File spoon-archives/habermas.archive/habermas_2004/habermas.0408, message 75


Date: Sun, 29 Aug 2004 18:04:27 -0700 (PDT)
Subject: [HAB:] What is a right (as such)?


If we can't credibly ask exactly anymore: What is the
*nature* of a right? or: What is a right
*essentially*?, we *can* still ask that which those
questions sought to pursue, which one might pose with
quote marks that give a so-called or that-which status
to the key terms: What is the "nature" of a right?
What is a right "essentially"?

Can the notion of right be validly translated into the
notion of entitlement? 

Is any meaning lost by saying (2) rather than (1)?:

(1) I have the right to education, due to my potential
to benefit from education.
(2) I am entitled to education, due to my potential to
benefit from education. 

In either case, my potential to benefit may be the
real basis of the claim to right/entitlement, which is
*thereby* deserving of recognition. My potential
bestows on me the entitlement, not the other's
recognition (or better: the other's *appreciation*). I
am deserving of appreciation of my potential,
*because* my potential entitles me to the
appreciation. 

Can this kind of basis for entitlement be fleshed out
as the real basis of human rights---even the
*"natural"* basis of human rights? 

If so, then Habermas's assertion, at the very end of
_Truth & Justification_ (MIT Press, 2003) could be
shown to be misleading:

JH: ...subjective rights can be derived only from
antecedent, intersubjectively recognized norms
governing a legal community. [291]

G: The relevant kind of "norm" here is a *realism*
about human potential which, I would argue (and have
tirelessly claimed), gives primacy to the potential
for individuation, *by which* socialization is
possible, i.e., the real primacy of individuation in a
human development that *includes* socialization. 

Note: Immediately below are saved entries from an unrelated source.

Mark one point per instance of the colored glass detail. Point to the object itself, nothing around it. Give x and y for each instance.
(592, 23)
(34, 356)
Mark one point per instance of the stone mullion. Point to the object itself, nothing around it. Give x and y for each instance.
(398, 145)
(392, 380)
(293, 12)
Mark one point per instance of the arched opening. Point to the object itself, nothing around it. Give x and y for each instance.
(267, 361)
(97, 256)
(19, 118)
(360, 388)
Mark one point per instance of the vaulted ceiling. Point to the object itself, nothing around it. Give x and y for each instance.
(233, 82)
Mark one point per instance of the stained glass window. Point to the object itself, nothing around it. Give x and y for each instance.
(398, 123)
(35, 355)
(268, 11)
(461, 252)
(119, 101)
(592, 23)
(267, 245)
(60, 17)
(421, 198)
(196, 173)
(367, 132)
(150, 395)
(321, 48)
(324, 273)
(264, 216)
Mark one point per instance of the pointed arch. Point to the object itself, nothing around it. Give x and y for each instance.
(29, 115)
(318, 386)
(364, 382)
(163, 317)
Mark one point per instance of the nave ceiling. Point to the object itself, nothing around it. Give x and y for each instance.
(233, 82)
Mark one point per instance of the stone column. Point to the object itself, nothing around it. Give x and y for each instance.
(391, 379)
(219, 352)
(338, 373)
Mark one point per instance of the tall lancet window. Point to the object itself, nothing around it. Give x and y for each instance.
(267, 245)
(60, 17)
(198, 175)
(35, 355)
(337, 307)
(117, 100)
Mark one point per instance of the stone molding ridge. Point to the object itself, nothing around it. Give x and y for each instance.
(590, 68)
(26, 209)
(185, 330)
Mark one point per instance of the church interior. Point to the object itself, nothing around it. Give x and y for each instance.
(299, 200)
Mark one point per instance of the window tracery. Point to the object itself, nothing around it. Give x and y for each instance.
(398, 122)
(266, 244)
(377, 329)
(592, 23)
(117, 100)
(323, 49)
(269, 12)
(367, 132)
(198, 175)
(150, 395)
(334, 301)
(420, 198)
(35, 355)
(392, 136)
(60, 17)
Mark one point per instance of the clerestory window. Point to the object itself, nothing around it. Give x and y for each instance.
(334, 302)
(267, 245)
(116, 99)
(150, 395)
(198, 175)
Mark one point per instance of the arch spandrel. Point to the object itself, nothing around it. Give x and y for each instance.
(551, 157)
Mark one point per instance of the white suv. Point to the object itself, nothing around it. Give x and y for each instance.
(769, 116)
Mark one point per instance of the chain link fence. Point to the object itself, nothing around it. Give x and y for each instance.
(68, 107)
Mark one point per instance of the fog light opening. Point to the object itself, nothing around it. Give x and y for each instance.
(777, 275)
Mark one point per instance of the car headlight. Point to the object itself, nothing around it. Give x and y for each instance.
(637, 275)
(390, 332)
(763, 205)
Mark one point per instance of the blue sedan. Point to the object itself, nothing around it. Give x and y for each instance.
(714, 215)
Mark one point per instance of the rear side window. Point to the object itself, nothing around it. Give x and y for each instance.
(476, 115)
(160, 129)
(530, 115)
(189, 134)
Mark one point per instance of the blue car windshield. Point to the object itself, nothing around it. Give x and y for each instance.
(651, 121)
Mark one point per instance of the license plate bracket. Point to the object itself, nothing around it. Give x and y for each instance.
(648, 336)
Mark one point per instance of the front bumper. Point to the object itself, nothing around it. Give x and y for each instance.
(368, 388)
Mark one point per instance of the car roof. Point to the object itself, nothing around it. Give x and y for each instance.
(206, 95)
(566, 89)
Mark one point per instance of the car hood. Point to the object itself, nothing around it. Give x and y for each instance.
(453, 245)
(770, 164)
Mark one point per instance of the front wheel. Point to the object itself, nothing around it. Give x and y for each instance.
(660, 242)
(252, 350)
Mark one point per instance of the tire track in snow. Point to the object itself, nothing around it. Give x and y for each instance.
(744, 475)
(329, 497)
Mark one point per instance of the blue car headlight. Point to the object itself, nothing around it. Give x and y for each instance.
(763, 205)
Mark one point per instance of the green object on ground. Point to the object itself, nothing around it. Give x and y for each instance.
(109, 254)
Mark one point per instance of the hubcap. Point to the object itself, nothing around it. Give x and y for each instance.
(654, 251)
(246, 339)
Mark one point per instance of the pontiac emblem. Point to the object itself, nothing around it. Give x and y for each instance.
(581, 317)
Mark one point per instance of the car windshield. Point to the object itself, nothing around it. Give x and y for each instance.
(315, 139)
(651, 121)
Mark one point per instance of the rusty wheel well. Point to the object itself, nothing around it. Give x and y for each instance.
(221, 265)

Thus, it's false to say that:

JH: Legal persons in general [? corporations, too? -
G] become individuals only through socialization.
[292]

G: Not only do persons become individuals through a
development that is really both socialization *and*
individuation, but most importantly, for the sake of
the real basis of human rights, individuation is how
socialization is made possible and is *enacted*
(rather than merely *happening*)---and why results of
socialization never look the same with any two
persons. 

After all, to say that [JH] "every person is of equal
value precisely *as* [sic] a person" [ibid] (JH's very
last words of _T&J_) is *not* primarily a matter of
gaining recognition of oneself as a person generally
in some same manner equally among all, rather of
having one's individuality given fair opportunity for
appreciation, *because* THAT is the primary reality
that results from natural entitlement to opportunity
to grow well: *identity*, not precursory legal
personhood. 

I say this in light of another reading, today, of
"Rightness versus Truth," as well as reading JH's last
chapter that fascinatingly (in its second half)
revisits "the relationship between theory and
practice" in terms of "the role of the public
intellectual"---which is also, in JH's surprising
words, "a kind of untamed" [286] "polyglossia" [290]
that I want to return to in some detail.